As the leading judicial exponent of originalism, Justice Scalia repeatedly claimed that originalism makes the answers to the questions that most divide the Supreme Court “easy.” He was wrong. The most important cases at the Court require judgment, and that judgment demands serious thought about how a document originally drafted in the late 18th century should be understood today.
Justice Scalia’s central innovation was to argue for reading the Constitution’s words as they were understood by “ordinary citizens in the founding generation.” But the answers that method would produce, if rigorously applied, would be unpalatable to most Americans today. Ordinary citizens in 1868 did not think that “equal protection” prohibited school segregation or government-sponsored sex discrimination. (Indeed, the same 14th Amendment in which the phrase “equal protection” appears also assumed the right to vote could be limited to men.) That is why Justice Scalia conceded that, “in a crunch,” even his originalism might prove “faint-hearted.” Our Constitution has survived because its meaning and application have adapted to changing conditions and evolving understandings. Time and again, as Justice Holmes—another of the court’s great writers—urged, courts have interpreted it in light of “what this country has become,” and not what it was in 1791 or 1868.
If Justice Scalia had had his way, we would live in a nation where all affirmative action by the government was forbidden; where same-sex couples could be denied the right to marry and where the federal government could ignore their marriages even in states that do provide marriage equality; and where people with mild to moderate mental retardation could be executed (since in 1791, only those “commonly known as ‘idiots,’ enjoyed any special status under the law,” and those referred to as mere “imbeciles” could be put to death). Justice Scalia’s constitutional vision forced those of us who disagreed with him to sharpen our arguments; it did not, however, change the minds of a majority of his colleagues on many of the most important issues of his time.
Michael W. McConnell, Richard and Frances Mallery Professor of Law and Director of the Constitutional Law Center
Antonin Scalia was the most significant and influential Supreme Court Justice of the last 30 years, as William J. Brennan was of the 30 years before that. I had the privilege of knowing them both; I was student to Scalia, served as law clerk to Brennan, argued cases before both of them and counted both of them as friends.

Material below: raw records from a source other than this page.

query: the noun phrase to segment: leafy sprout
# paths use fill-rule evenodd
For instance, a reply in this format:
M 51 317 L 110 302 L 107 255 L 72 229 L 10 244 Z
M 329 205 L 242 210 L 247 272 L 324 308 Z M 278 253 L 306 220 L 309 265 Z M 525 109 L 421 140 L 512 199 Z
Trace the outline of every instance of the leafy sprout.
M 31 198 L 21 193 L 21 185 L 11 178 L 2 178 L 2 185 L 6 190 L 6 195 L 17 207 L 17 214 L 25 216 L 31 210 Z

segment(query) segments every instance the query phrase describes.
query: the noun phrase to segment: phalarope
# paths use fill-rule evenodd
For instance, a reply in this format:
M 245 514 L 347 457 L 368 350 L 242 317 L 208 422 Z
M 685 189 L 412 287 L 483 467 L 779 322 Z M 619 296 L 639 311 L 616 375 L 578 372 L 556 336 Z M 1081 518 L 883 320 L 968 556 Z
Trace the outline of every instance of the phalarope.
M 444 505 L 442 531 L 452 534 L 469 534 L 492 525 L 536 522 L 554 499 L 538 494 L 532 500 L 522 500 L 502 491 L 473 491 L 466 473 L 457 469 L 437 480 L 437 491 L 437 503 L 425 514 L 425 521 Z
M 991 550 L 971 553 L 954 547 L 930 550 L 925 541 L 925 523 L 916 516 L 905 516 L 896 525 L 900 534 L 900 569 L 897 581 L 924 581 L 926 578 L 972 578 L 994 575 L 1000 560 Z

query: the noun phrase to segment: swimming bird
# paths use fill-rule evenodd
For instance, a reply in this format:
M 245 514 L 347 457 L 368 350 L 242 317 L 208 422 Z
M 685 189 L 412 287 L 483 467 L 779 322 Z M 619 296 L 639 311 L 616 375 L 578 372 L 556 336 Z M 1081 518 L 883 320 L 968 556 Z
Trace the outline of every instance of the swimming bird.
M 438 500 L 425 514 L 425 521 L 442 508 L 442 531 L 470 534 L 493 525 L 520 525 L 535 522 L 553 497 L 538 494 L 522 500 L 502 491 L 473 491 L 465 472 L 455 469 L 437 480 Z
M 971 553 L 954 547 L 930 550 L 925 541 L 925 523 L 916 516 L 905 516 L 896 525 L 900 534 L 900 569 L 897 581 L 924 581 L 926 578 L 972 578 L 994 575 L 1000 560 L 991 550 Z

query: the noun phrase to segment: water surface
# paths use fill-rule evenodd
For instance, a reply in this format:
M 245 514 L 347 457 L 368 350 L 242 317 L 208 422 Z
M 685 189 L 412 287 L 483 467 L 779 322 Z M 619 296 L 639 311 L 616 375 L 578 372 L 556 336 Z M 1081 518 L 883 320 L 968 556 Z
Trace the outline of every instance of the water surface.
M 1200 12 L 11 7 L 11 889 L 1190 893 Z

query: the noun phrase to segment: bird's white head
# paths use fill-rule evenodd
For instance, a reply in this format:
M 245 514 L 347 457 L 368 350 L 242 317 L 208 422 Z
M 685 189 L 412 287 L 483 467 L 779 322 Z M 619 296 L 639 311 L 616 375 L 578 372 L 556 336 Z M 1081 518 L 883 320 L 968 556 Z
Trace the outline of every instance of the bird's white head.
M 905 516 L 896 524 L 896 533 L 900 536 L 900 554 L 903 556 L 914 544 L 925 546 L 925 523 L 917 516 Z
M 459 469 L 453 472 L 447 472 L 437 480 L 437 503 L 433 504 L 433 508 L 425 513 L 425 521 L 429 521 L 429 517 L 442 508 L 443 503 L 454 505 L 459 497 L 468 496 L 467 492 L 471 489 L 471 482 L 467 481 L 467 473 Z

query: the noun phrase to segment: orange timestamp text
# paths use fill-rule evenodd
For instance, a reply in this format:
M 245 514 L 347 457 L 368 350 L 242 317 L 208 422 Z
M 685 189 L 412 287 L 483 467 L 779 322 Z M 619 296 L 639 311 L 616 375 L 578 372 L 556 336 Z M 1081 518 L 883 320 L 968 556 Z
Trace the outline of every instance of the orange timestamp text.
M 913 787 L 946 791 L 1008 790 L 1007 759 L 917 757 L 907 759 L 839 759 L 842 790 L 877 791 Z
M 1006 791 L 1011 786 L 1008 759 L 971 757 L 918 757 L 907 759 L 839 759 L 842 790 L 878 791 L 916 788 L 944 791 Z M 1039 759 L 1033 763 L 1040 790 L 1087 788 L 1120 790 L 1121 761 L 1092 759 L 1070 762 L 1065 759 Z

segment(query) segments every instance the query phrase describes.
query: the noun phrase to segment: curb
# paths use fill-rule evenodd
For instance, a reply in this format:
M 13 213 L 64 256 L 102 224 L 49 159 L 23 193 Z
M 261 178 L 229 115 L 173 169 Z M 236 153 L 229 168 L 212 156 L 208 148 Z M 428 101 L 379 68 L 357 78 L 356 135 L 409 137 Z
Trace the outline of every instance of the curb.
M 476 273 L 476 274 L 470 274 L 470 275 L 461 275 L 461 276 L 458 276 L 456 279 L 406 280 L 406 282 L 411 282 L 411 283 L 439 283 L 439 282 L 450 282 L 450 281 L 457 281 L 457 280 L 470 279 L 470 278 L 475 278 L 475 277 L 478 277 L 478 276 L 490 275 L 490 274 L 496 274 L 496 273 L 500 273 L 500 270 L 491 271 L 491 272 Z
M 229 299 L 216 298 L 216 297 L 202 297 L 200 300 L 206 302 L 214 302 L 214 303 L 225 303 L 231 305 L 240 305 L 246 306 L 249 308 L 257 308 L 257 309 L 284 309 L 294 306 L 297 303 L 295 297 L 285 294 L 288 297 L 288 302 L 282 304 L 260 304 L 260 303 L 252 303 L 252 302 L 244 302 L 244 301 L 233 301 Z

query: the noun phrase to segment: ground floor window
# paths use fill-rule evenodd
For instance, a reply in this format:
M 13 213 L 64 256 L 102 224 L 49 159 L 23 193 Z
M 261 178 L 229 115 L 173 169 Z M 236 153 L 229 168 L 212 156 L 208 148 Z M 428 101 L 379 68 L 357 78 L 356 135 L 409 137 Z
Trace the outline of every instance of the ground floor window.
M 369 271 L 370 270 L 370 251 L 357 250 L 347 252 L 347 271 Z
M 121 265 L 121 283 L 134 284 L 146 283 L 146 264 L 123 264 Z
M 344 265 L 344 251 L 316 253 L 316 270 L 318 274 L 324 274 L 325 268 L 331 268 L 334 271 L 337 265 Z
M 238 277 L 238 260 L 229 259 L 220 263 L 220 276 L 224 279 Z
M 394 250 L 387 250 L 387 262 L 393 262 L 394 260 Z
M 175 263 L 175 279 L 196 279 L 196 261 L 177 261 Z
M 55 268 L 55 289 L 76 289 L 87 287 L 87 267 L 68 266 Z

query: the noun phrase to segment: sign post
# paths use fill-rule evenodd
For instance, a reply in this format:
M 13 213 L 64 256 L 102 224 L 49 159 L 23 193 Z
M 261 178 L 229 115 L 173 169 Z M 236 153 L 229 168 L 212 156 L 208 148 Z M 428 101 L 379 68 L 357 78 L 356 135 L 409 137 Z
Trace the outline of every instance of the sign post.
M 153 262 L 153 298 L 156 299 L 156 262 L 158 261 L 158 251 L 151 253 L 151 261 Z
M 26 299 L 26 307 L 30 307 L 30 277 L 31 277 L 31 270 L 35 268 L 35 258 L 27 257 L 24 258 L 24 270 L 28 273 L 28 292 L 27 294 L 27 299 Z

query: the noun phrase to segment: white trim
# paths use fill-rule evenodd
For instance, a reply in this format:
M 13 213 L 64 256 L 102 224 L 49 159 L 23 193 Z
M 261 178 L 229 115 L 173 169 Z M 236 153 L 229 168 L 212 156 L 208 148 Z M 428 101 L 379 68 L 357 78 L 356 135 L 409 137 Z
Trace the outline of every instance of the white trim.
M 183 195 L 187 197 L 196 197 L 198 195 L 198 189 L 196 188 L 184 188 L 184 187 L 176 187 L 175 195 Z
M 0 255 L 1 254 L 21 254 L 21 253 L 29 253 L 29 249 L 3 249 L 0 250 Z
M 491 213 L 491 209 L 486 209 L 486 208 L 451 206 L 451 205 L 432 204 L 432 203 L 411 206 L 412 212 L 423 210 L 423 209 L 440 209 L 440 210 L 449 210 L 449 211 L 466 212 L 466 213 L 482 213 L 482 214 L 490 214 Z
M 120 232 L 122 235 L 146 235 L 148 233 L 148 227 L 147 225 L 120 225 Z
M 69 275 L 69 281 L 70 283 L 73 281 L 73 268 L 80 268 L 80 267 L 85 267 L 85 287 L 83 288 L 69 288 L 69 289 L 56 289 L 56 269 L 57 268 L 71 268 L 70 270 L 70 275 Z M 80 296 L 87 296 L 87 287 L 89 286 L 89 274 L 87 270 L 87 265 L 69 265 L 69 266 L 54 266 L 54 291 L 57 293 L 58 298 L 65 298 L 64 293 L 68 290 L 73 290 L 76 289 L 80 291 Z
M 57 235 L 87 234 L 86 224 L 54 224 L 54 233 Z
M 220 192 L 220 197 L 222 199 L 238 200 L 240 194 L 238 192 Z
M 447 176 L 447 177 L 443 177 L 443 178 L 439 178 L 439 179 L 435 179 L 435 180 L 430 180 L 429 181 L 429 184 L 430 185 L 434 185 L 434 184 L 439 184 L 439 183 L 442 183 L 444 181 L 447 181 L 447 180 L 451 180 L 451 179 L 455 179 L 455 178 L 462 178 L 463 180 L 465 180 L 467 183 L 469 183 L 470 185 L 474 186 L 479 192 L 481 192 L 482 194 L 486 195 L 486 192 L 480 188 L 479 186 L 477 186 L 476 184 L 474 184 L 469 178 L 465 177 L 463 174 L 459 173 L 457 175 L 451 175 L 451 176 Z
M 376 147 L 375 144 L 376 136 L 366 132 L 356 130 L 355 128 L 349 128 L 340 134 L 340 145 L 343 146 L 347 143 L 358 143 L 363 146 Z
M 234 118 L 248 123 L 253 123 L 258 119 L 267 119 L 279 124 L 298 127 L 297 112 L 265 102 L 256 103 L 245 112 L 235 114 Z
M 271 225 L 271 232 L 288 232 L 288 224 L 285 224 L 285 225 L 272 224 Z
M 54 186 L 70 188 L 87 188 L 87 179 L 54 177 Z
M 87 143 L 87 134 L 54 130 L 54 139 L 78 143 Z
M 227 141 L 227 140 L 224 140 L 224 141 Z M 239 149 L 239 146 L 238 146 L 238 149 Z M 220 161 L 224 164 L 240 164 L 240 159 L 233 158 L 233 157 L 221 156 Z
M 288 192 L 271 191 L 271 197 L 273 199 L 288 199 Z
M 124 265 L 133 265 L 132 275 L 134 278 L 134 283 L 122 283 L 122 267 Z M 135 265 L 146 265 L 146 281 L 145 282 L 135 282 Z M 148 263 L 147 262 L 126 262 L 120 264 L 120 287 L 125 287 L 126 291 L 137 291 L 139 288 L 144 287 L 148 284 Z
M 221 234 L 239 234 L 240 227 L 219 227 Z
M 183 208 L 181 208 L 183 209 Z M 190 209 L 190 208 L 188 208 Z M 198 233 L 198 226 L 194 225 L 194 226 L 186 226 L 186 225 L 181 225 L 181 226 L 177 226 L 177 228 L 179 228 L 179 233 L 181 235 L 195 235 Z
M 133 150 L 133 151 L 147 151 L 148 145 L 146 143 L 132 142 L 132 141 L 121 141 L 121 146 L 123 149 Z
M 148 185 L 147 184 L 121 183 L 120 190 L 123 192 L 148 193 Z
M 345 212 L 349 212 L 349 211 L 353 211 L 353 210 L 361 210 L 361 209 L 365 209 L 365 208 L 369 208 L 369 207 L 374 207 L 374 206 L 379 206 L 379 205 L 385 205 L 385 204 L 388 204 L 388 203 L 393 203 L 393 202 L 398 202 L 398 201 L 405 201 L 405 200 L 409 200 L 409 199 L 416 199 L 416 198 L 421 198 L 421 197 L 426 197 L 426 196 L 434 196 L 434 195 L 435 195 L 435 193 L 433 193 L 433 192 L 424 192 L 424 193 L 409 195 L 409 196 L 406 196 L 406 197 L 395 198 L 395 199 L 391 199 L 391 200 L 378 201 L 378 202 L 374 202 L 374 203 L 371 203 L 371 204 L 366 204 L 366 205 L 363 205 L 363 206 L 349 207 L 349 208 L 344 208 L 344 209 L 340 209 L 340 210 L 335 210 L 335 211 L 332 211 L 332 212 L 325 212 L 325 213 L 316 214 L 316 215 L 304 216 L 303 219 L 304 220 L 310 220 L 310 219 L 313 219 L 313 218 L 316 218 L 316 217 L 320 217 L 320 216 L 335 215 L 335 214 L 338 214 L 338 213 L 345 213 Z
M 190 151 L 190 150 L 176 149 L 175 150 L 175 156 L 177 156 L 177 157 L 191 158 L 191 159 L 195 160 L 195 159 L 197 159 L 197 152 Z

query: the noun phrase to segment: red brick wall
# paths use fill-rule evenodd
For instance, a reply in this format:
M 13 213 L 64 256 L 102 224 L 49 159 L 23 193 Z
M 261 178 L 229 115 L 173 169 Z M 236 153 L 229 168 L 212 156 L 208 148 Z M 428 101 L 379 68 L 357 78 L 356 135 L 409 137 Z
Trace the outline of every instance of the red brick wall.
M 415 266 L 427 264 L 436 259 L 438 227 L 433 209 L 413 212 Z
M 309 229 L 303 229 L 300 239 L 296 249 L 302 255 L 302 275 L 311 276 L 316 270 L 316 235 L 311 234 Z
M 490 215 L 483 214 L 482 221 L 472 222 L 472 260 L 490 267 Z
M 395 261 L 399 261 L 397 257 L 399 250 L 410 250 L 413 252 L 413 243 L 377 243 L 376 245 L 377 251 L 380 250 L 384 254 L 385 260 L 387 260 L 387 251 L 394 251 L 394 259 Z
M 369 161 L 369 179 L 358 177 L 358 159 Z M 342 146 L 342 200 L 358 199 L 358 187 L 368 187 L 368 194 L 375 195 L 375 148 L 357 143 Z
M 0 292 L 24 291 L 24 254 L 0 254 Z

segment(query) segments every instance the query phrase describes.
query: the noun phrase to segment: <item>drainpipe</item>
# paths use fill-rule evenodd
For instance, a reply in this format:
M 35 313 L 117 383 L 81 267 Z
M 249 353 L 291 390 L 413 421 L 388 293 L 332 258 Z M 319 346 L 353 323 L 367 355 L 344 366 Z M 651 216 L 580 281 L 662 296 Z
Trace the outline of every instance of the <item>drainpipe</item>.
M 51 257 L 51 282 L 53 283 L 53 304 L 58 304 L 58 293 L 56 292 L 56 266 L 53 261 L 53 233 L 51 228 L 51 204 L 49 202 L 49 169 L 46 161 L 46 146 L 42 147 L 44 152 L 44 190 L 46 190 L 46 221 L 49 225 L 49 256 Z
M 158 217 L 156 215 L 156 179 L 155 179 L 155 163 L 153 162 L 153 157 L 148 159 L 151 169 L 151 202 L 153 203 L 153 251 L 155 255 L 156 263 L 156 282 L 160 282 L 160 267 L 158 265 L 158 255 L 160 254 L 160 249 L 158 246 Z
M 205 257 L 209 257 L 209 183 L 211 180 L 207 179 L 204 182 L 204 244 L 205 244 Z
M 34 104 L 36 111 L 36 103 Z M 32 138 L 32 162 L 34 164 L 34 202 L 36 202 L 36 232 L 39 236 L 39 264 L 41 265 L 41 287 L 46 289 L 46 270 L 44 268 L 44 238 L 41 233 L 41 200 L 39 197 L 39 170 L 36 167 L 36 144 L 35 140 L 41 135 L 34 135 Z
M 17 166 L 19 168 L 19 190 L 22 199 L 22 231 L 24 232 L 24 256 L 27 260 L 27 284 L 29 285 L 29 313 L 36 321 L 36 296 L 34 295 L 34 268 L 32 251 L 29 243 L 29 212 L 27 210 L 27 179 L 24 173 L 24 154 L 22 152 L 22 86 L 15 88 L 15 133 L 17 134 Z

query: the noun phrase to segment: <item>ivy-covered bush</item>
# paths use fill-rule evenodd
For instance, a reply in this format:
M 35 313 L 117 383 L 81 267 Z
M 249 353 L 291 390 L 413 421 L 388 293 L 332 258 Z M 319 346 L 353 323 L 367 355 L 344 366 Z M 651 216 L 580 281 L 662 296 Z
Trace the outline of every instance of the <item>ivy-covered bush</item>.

By sheer force of intellect and personality, Scalia helped to move the court from a somewhat sloppy, results-oriented, center-left institution to a more intellectually rigorous center-right court that forefronts text and history over other modes of interpretation. In the course of this, he (along with a handful of other judges and academics) gave birth to the modern conservative legal movement. He was beloved by his friends, and not infrequently by his adversaries.
Every year when I teach constitutional law, liberal law students will put their hand up in class and, sheepishly, say something like, “I never thought I’d say this, but I agree with Scalia.” On separation of powers. On freedom of speech. On how to read the Constitution. His was not just a vote among nine on the Supreme Court. His was a mighty pen guided by a sharp analytical mind who cared deeply about our nation’s fundamental charter. He will be missed.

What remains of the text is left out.